Le bruit des bottes (par Anna Maleccio)

 (texte extrait de son premier roman, Anna Maleccio du haut de ses 19 ans va en décoiffer plus d'un)




  Nina aida sa mère adoptive à mettre la table tandis que Cesare regardait depuis la salle à manger par la baie vitrée. Il n’y voyait pas grand-chose dans le noir mais la pelouse semblait tondue, les arbres élagués et les bosquets taillés. La maison était bien entretenue. Il n’y avait pas un grain de poussière sur les meubles ni une seule tache au mur. Les ampoules, économiques cela va de soi, avaient été changées récemment, les tapis assainis et les carreaux astiqués. Toutes les factures avaient été payées le jour-même de leur arrivée, toutes les chaussures cirées (même celles d’été) tous les aliments du frigo avaient été consommés avant la date de péremption, lequel était régulièrement nettoyé et désodorisé. Un véritable musée. Non, un musée avait encore l’émouvant avantage d’avoir attaché à ses objets une présence humaine, celle des anciens possesseurs qui y avaient marché et avaient utilisé ce qui y était exposé. Leur maison ressemblait plutôt à un show-room de magasin de meubles. Une espèce de catalogue Ikea haut-de-gamme et plus cultivé (y avait quand même Léon Bloy et Paul Valéry dans la bibliothèque !). Il ne manquait rien à cette maison : un jardin, un garage aussi rempli que la bibliothèque, une chambre d’ami, un frigo à double étage et une douche italienne. Enfin si, depuis quelques temps il manquait quelque chose. La vie.
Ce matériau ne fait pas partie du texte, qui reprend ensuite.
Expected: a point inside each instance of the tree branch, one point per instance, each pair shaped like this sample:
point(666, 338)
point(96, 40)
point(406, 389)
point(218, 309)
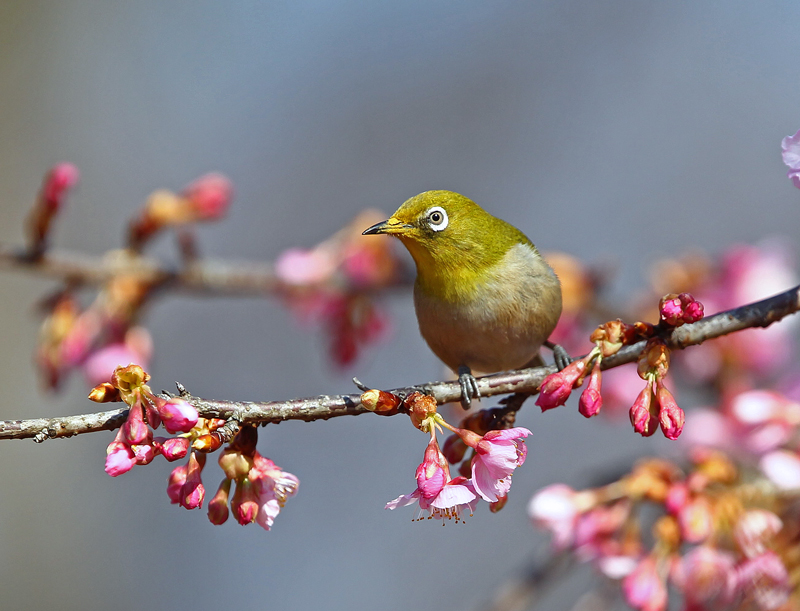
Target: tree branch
point(200, 277)
point(759, 314)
  Le bœuf était bon bien qu’un peu salé. Cesare se fit la réflexion que ce n’était pas du tout la saison des champignons. Ça le rassura. Il ne voyait pas ce qui pouvait expliquer qu’Evelyne fît une entorse à son implacable code d’honneur écologique au point d’acheter des légumes hors-saison, sinon l’affection qu’elle lui portait peut-être encore. Evelyne, chère Evelyne. En y regardant de près, il était peut-être encore possible de trouver un peu de sentiments dans ses yeux froids de femme d’affaire. Peut-être qu’en cherchant bien, en utilisant les mots qu’il fallait, il parviendrait à déterrer pour un instant le souvenir de la jeune étudiante en sciences humaines qu’il avait connue sur le campus. Peut-être qu’avec de l’hypnose régressive ou une table tournante, il parviendrait à faire dire quelques mots à celle qui autrefois renversait son verre, portait des salopettes aux couleurs criardes et croyait à l’égalité entre tous les hommes. Sur les trois, il n’y avait qu’un seul trait qui avait subsisté. Ma foi c’était bien : jamais il n’aurait pu s’entendre avec une conservatrice. Mais il aurait préféré qu’elle garde ce petit je-ne-sais quoi de frais, de doux, d’imprévisible… d’humain. Le soir de leur nuit de noces, plutôt que de prendre place dans la chambre de leur hôtel en Irlande, ils étaient sortis avec une lampe de poche et avaient parcouru la lande toute la nuit, comme à la recherche de ces lutins, ces elfes et ces fées qui peuplent le folklore celtique depuis des millénaires. Epuisés par leur promenade nocturne, ils s’étaient affalés dans l’herbe peu après minuit et avaient longuement fait l’amour jusqu’au petit matin.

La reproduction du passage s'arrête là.